There are many speculations as to why Chief Justice
Roberts did what he did, some attributing noble and far-sighted reasons, and
others attributing petty and short-sighted reasons, including personal vanity.
But all of that is ultimately irrelevant.
What he did was betray his oath to be faithful to the
Constitution of the United States.
Who he betrayed were the hundreds of millions of
Americans -- past, present and future -- whole generations in the past who have
fought and died for a freedom that he has put in jeopardy, in a moment of
intellectual inspiration and moral forgetfulness, 300 million Americans today
whose lives are to be regimented by Washington bureaucrats, and generations yet
unborn who may never know the individual freedoms that their ancestors took for
granted.
Some claim that Chief Justice Roberts did what he did
to save the Supreme Court as an institution from the wrath -- and retaliation
-- of those in Congress who have been railing against Justices who invalidate
the laws they have passed. Many in the media and in academia have joined the
shrill chorus of those who claim that the Supreme Court does not show proper
"deference" to the legislative branch of government.

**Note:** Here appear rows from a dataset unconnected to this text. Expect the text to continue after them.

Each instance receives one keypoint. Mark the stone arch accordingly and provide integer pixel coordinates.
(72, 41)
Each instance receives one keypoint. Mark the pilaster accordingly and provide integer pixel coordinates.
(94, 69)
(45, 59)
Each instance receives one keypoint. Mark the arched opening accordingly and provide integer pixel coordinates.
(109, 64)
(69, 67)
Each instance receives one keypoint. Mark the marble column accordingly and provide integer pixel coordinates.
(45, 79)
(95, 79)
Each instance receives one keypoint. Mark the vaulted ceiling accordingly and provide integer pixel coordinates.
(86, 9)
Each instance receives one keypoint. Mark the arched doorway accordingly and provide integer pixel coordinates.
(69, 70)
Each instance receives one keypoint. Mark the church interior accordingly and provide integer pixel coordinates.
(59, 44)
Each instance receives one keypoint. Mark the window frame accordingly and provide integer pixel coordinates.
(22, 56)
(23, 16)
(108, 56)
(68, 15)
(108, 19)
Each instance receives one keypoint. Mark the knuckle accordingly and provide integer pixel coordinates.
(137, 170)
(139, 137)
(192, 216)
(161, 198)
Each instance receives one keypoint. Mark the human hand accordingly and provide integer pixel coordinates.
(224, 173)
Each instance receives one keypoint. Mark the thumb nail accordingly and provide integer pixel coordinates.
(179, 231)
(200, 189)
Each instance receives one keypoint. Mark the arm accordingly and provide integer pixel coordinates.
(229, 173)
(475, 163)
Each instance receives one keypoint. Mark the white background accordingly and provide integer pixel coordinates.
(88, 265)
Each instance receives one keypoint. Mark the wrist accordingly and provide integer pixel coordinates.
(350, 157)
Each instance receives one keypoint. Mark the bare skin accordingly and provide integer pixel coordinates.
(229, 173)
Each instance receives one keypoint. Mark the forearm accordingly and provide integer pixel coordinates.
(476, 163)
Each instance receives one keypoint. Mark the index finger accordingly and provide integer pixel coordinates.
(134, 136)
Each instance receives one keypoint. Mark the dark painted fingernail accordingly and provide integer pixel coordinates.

But what does the Bill of Rights seek to protect the
ordinary citizen from? The government! To defer to those who expand government
power beyond its constitutional limits is to betray those whose freedom depends
on the Bill of Rights.
Similar reasoning was used back in the 1970s to
justify the Federal Reserve's inflationary policies. Otherwise, it was said,
Congress would destroy the Fed's independence, as it can also change the
courts' jurisdiction. But is it better for an institution to undermine its own
independence, and freedom along with it, while forfeiting the trust of the
people in the process?
The Chief Justice probably made as good a case as could be made for upholding the constitutionality of Obamacare by defining one of its key features as a "tax."
These are the people that Chief Justice Roberts betrayed when he declared constitutional something that is nowhere authorized in the Constitution of the United States.